Vorbild: Die Hawker Tempest war ein britisches Kampfflugzeug des Zweiten Weltkrieges. In niedrigen und mittleren Höhen war es eines der schnellsten propellergetriebenen Jagdflugzeuge des Krieges. Die Tempest war eine Weiterentwicklung der Hawker Typhoon. Aufgrund ihrer hohen Geschwindigkeit und Feuerkraft wurde sie vor allem gegen die deutsche Messerschmitt Me 262 und die V1 eingesetzt. Einer der berühmtesten alliierten Jagdflieger, der Franzose Pierre Closterman, erzielte einen Großteil seiner Erfolge mit diesem Modell. Den mit der Tempest ausgerüsteten Einheiten gelang der Abschuss von mindestens 20 deutschen Düsenjägern vom Typ Me 262 und mindestens einer Heinkel 162. Außerdem zerstörten sie fast 700 fliegende Bomben vom Typ V1, die auf London und andere alliierte Ziele abgeschossen worden waren. Sidney Camm, der Chefkonstrukteur von Hawker, verwarf bald die Bemühungen zur Verbesserung der Hawker Typhoon und ging an einen neuen Entwurf, der im Oktober 1941 fertig war. Dieser trug zuerst noch den Namen Typhoon Mk. II, wurde aber im Januar 1942 umbenannt, da im Zuge der Weiterentwicklung ein stark verändertes Flugzeug entstanden war. Die wichtigsten Neuerungen waren elliptische Tragflächen geringer Dicke.

Der Prototyp absolvierte am 2. September 1942 seinen Jungfernflug. Die RAF orderte sogleich 400 Tempest Mk. I, die mit dem Sabre-IV-Triebwerk ausgerüstet werden sollten. Da die Auslieferung sich aber immer wieder verzögerte - das erste Triebwerk wurde am 24. Februar 1943 ausgeliefert, die Serienfertigung hätte erst Mitte 1944 beginnen können - entschloss Camm sich, die Serienfertigung mit dem Sabre IIb anlaufen zu lassen.
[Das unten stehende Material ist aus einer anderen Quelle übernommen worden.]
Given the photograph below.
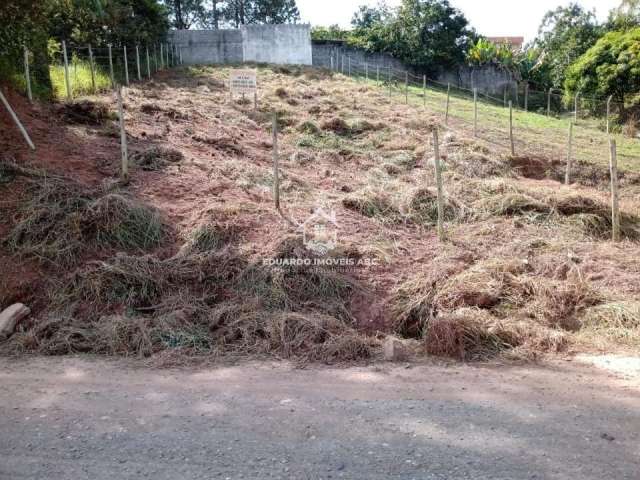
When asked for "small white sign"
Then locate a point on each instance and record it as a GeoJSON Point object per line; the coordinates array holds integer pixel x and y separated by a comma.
{"type": "Point", "coordinates": [243, 82]}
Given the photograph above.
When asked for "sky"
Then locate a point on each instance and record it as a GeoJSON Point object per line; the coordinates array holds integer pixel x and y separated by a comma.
{"type": "Point", "coordinates": [489, 17]}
Dieser Typ erhielt den Namen Tempest Mk. V und wurde ab dem 21. Juni 1943 in Serie gefertigt. Die Serienfertigung der Tempest Mk. I wurde nie wieder angegangen. Es blieb bei nur einer gebauten Mk. I, die mit 750 km/h deutlich schneller war als die Mk. V. Parallel dazu sollte die Tempest Mk. II gefertigt werden. Sie besaß einen Motor Bristol Centaurus IV. Dieser hatte zwar mit 2000 PS eine geringere Leistung, war aber zuverlässiger und einfacher zu warten.
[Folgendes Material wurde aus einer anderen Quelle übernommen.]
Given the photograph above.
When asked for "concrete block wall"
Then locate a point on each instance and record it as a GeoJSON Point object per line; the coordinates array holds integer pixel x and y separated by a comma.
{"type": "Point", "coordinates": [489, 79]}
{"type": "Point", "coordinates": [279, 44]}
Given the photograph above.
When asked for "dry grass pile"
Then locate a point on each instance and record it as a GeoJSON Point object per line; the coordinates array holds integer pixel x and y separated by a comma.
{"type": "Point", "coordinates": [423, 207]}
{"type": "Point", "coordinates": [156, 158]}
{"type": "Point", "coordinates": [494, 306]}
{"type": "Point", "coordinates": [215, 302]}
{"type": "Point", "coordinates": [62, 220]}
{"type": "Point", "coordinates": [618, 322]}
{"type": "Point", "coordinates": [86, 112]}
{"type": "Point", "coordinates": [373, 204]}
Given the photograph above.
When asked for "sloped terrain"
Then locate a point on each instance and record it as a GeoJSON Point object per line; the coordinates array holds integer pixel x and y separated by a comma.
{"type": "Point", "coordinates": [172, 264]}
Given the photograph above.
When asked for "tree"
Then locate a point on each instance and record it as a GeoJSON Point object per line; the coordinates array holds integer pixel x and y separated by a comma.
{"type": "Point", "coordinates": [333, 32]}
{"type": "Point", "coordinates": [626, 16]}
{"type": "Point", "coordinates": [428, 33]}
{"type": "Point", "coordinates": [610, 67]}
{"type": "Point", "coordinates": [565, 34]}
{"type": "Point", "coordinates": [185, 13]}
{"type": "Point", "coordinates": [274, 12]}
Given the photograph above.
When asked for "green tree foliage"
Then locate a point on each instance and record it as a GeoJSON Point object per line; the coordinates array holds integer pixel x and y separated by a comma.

Ein Auftrag über 500 Stück wurde im September 1942 erteilt. Die Firma Hawker hatte jedoch keine Kapazitäten mehr frei. So wurde die Bestellung an die Gloster Aeroplane Company weitergereicht, bald aber storniert, da Gloster die Meteor zu entwickeln hatte. Die Fertigung wurde schließlich von der Bristol Aeroplane Company übernommen, die jedoch erst am 4. Oktober 1944 die erste Maschine auslieferte. Daher nahm die Mk. II nicht mehr an Kampfhandlungen teil, die Produktion ging nach Kriegsende zurück an Hawker. Die Mk.II wurde u. a. bei Staffeln der British Air Force of Occupation im besetzten Deutschland geflogen. Die für den Kriegseinsatz weitaus wichtigste Version war die Mk. V. Sie etablierte sich ab Sommer 1944 zum leistungsfähigsten alliierten Jäger und Jagdbomber in mittleren und niedrigen Höhen. Insgesamt wurden 1395 Tempest gebaut. (nach Wiki)

Bausatz: Hier handelt es sich um eine von Revells typischen Wiederauflagen eines Kits eines anderen Herstellers, diesmal von Special Hobby von 2016. Um eine "große" Tempest zu bauen konnte man, wenn man nicht den Vaku-Kit von ID Modells verwenden wollte, ab 2013 auf Pacific Coasts Mixed-Media-Kit zurückgreifen. Ab 2016 erlöste Special Hobby die Fans mit einem Voll-Spritzguss-Kit. Der Zubehör-Markt hat sofort reagiert und von CMK und Barracuda erschien viel Resin in Form von Rädern, Cockpit-Zubehör und sogar eine Pilotenfigur. Natürlich gibt es auch Fotogeätztes z.B. von Eduard und Masken von Montex und Eduard, so dass man sich beim Aufhübschen richtig austoben kann.

Revells Kit erscheint in der gewohnten großen, etwas wabbeligen Schüttbox, das Deckelbild zeigt Roland Beamont nach dem Abschuss eines Me 109G Kanonenbootes, auf der Rückseite findet man eine magere sehr kurze Vorbildgeschichte. Der Kit ist Level 5 zugeordnet, der für "komplexe Bausätze für erfahrene Modellbauer" reserviert ist und "fundierte Kenntnisse und Fähigkeiten" voraussetzt.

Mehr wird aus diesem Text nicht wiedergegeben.